They didn’t have much of a problem finding musicians to compose tunes; Peter had deep connections to the New York music scene, and folks like Jarret were in need of something to occupy their time.
With Jarrett and a small group of furloughed Broadway composers, arrangers, and orchestrators to write the music, Dynascore’s technical team stumbled into a best-case scenario when it came to in-house talent. Who better to write pieces that evoke visual drama than those who are already paid to do it nightly?
The Human Problem
Human composers’ golden ears are really the key to Dynascore’s ultimate success. The historic problem with AI-based, or “algorithmically composed” music, according to Saatchi, was that it mostly attempted to teach software instruments to write music from scratch, rather than reinterpreting pieces that had already been written.
“Making music that actually resonates with people is a human problem, so you have to start with the people,” Saatchi says. “AI is the supercharger for the humans.”
In the early days of Dynascore, Saatchi and the team worked to develop a way of breaking down original music and out-of-copyright classics (think Grieg’s “Hall of the Mountain King”) into segments they call “morphones.” They’d teach the AI a song, then ask it to recompose something similar using the original song’s morphones as a guide. Afterwards, they’d ask the musicians to critique the AI’s composition.
Getting music to fit perfectly in a video isn’t as simple as chopping up existing songs in predictable ways. Organic transitions require a more thorough understanding of key, rhythm, and intensity, among other musical markers. As such, morphones don’t just indicate the speed and key of a song. They also indicate various other tonal and musical characteristics, all of which allow the AI to know which types of musical Lego blocks snap together in which ways.
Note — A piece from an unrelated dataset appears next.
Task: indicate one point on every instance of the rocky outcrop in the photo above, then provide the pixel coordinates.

After they developed the morphone system, the team would feed the AI songs and have it recompose them. It took a while before it was musically literate enough to make good choices.
“The AI would compose a piece, and the musicians would go, ‘That was bad,’” Saatchi says, chuckling at the simplicity of the test. “It gets that feedback and it learns from it, and it gets to the point where, suddenly, it creates coherent compositions.”
The AI soon became smart enough to fit transitions, fades, breaks, and other user-dictated timing shifts into each tune it wrote. The version of Dynascore that I witnessed reshaping the Moonlight Sonata was born.
Take a Load Off
Dynascore’s achievement represents a dramatic improvement to what’s historically been a cumbersome workflow.
“When you’re working as an editor or filmmaker, you spend so much time with the music, because you have to make it fit frame by frame,” says DiGiovanna, who has worked on everything from feature films to TV ads, “With Dynascore you can do it on the fly.”
A tool that enables dynamic musical composition is particularly useful when working on commercial projects where certain items might need to be cut down the line. DiGiovanna gives an example of a director who needs a purse removed from an ad he created.
“You have to remove five seconds of video, and now the ending of the song doesn’t work, the transition to the next song doesn’t work,” he says, “That’s when Dynascore is going to save me a lot of time.”